StringStem - Porter Stemmer Algorithm for IR systems

Flonkify · January 13, 2023, 3:33am

Porter Stemmer Algorithm

Removes the commoner morphological and inflexional endings from words in English. Its main use is as part of a term normalisation process that is usually done when setting up Information Retrieval systems.

thingfordevforum

Open source project link: splinestein/porter-stemmer-algorithm-lua: My implementation of the Porter Stemmer Algorithm in Lua according to the documentations. (github.com)

Direct link to code: porter-stemmer-algorithm-lua/stringstemmodule.lua at main · splinestein/porter-stemmer-algorithm-lua (github.com)

Link to module on Roblox: StringStem - Roblox

How do you use it?

Get the module and put it into ReplicatedStorage.
In your script require it with: local StringStem = require(game:GetService("ReplicatedStorage"):FindFirstChild("StringStem"))
You will have to tokenize your sentence so every letter is lowercased in a table: print(StringStem.stem({'electrical', 'agreed', 'plastering'}))

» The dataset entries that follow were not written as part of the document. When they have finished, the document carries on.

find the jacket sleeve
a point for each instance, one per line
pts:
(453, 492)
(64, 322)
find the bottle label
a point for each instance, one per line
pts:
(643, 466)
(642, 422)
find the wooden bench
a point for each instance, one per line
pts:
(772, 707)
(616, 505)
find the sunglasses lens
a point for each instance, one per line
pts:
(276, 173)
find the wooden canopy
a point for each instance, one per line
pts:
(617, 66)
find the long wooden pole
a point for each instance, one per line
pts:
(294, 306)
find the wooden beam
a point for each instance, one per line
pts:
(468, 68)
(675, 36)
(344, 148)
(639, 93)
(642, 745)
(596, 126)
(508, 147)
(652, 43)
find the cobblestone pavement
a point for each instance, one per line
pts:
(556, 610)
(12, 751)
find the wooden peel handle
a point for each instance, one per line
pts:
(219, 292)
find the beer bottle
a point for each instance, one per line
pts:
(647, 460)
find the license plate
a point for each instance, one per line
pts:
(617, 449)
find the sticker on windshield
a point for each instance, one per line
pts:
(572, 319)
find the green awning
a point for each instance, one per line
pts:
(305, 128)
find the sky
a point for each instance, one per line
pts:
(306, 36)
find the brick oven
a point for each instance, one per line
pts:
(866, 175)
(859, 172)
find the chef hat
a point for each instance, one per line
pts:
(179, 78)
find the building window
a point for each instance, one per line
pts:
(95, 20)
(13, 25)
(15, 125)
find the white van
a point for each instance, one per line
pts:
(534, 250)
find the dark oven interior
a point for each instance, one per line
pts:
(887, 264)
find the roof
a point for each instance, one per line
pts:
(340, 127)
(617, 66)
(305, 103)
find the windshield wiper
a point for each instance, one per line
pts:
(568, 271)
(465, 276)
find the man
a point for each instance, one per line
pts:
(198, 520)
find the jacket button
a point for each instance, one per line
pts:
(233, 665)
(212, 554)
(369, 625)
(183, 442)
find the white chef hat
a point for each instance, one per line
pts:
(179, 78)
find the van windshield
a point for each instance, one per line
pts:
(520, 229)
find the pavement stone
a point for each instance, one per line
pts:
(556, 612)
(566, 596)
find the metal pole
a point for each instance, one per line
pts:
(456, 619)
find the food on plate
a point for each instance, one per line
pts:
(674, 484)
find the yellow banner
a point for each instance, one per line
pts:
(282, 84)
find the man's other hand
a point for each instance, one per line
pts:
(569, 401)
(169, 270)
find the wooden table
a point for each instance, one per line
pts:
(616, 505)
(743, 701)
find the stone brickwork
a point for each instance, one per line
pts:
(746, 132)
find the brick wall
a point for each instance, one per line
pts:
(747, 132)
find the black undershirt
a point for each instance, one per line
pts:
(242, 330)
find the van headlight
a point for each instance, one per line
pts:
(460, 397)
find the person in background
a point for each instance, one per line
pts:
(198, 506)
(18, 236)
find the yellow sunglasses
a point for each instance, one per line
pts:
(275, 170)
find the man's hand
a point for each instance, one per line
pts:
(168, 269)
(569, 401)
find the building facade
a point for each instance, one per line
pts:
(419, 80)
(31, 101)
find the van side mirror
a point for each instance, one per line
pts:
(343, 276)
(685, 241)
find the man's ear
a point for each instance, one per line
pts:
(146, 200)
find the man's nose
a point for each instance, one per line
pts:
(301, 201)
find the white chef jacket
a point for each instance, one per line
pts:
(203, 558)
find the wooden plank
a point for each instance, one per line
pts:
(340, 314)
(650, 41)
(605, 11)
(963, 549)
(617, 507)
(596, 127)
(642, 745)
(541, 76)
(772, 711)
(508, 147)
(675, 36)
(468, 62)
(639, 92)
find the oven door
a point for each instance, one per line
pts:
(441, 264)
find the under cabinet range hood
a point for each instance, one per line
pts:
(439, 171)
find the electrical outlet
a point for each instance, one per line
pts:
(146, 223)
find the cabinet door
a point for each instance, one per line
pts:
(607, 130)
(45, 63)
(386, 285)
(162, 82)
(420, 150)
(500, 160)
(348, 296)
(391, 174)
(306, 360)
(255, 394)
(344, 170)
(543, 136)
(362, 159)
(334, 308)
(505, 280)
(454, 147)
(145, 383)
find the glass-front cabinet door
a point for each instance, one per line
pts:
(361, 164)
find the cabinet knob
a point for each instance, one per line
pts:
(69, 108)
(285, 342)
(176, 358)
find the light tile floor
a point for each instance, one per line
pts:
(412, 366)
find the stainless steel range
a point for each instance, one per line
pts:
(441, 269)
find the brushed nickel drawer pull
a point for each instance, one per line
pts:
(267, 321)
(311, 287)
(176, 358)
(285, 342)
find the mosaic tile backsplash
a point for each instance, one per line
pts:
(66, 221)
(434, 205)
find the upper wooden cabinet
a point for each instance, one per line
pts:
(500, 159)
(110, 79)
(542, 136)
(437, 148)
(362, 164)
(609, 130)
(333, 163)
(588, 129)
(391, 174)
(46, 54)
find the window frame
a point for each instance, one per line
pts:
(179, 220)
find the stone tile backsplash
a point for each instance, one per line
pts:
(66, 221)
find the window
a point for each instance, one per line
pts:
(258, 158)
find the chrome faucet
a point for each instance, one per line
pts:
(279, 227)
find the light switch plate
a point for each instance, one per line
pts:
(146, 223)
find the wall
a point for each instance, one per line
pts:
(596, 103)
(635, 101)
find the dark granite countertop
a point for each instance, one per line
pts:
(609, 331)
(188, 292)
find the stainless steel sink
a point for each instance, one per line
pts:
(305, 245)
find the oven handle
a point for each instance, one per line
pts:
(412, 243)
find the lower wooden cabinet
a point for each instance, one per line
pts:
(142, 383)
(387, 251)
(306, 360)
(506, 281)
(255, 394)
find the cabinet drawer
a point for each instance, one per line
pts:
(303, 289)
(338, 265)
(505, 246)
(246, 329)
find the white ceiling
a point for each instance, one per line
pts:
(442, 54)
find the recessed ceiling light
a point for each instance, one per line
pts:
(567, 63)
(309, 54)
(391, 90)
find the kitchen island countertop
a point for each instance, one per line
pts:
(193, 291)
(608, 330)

Been working on this project for a while and I’m so happy to be able to release it!

For example the ‘full-text search’ text retrieval technique uses
the process of stemming when constructing search queries for fast data retrieval. If you work with such IR systems or any natural language systems where you have large sentence datasets or even geospatial data somewhere perhaps in a datastore, you can use this module in the stemming part for generating search indexes and seriously speed up queries.

I intend to eventually build Full-Text search and using it alongside my other module for StringDiff - String Similarity Metric Diffing Algorithm - Resources / Community Resources - DevForum | Roblox for primitive chat bot stuff.

This can stem 10K words in around 83 ms.

Here are some stemmed words:

Here is the documentation I wrote. You can alternatively visit the original paper for more information:

Scripted according to the documentation in the 1980 tartarus paper
also taking into account later modernized rule revisions.
-- Porter Stemmer Algorithm. --

"Is a process for removing the commoner morphological and inflexional endings from words in English."
"Its main use is as part of a term normalisation process that is usually done when setting up Information Retrieval systems."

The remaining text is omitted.